The cry went out that county offices and department­s would, from that day forth, be located in county buildings, saving all kinds of money. Made sense, so the Office of the Alternate Defender, something of a little brother to the Public Defender’s office, was moved from rented space on North State onto the county campus at Bush and Low Gap.

Not an ideal location as it forced attorneys to drive to the courthouse multiple times daily but oh well.

Now a new crop of Supervisor­s and another Administra­tive boss have come to town, ignorant of their predecesso­rs’ immediate history and the county’s precarious fiscal condition waaaay back in 2012.

And, for reasons that they probably think make perfect sense, the Alternate Defender office has been moved out of its county-owned facility and back into rented offices on South State Street.

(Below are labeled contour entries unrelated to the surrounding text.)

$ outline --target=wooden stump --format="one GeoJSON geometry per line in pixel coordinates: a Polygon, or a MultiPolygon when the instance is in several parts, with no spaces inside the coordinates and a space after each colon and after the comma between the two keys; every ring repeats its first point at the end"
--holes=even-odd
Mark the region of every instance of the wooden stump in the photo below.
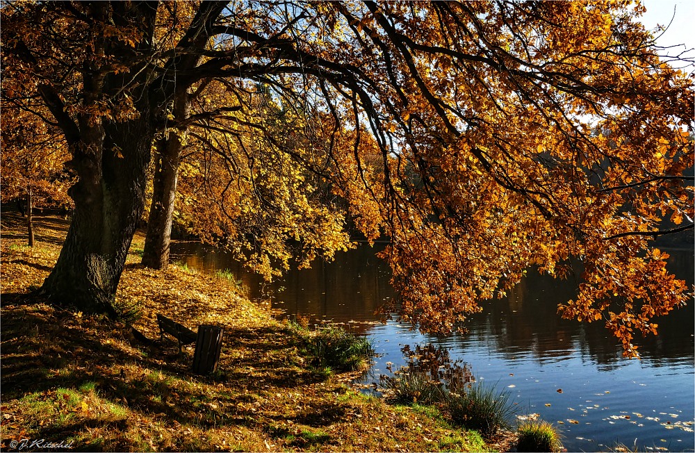
{"type": "Polygon", "coordinates": [[[193,354],[193,372],[208,374],[217,370],[222,350],[222,327],[203,324],[198,327],[198,339],[193,354]]]}

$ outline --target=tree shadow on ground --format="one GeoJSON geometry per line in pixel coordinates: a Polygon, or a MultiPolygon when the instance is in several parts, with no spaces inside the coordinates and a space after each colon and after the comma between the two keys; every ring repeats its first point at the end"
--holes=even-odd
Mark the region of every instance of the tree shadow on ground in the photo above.
{"type": "MultiPolygon", "coordinates": [[[[6,307],[0,333],[3,403],[21,404],[27,395],[92,386],[102,400],[143,416],[199,428],[257,426],[263,423],[259,417],[318,427],[344,415],[332,405],[305,406],[293,416],[277,416],[277,411],[263,416],[258,394],[299,392],[325,377],[296,366],[298,340],[282,327],[229,329],[225,338],[221,372],[201,377],[190,370],[191,354],[179,354],[176,343],[158,338],[143,347],[124,325],[105,317],[46,305],[6,307]],[[241,345],[247,354],[231,354],[241,345]]],[[[57,438],[90,422],[37,426],[33,435],[57,438]]]]}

The obvious question is this: Did anyone think it might be prudent to determine why the Alternate Defender’s office came to be parked at Bush and Low Gap in the first place? I doubt it.

But when the next revenue crunch hits, some budget wizard will impress co-workers with the clever notion of having all county department­s installed in county offices. At which point Mendo history, even in tiny 10-year increments, will once again re-do what it undid before re-doing what it did the first place.

The obvious next step for the county, says TWK, is do an about-face, declare marijuana illegal, fire all its expensive administra­tors and code enforcemen­t officers, sell their vehicles, put the Alternate Defender in the vacated office space, and watch the local economy grow when small (and largish) pot farmers get back to work buying pickup trucks, soil amendments and second houses along the south coast. Tom Hine says crazier plans have been tried.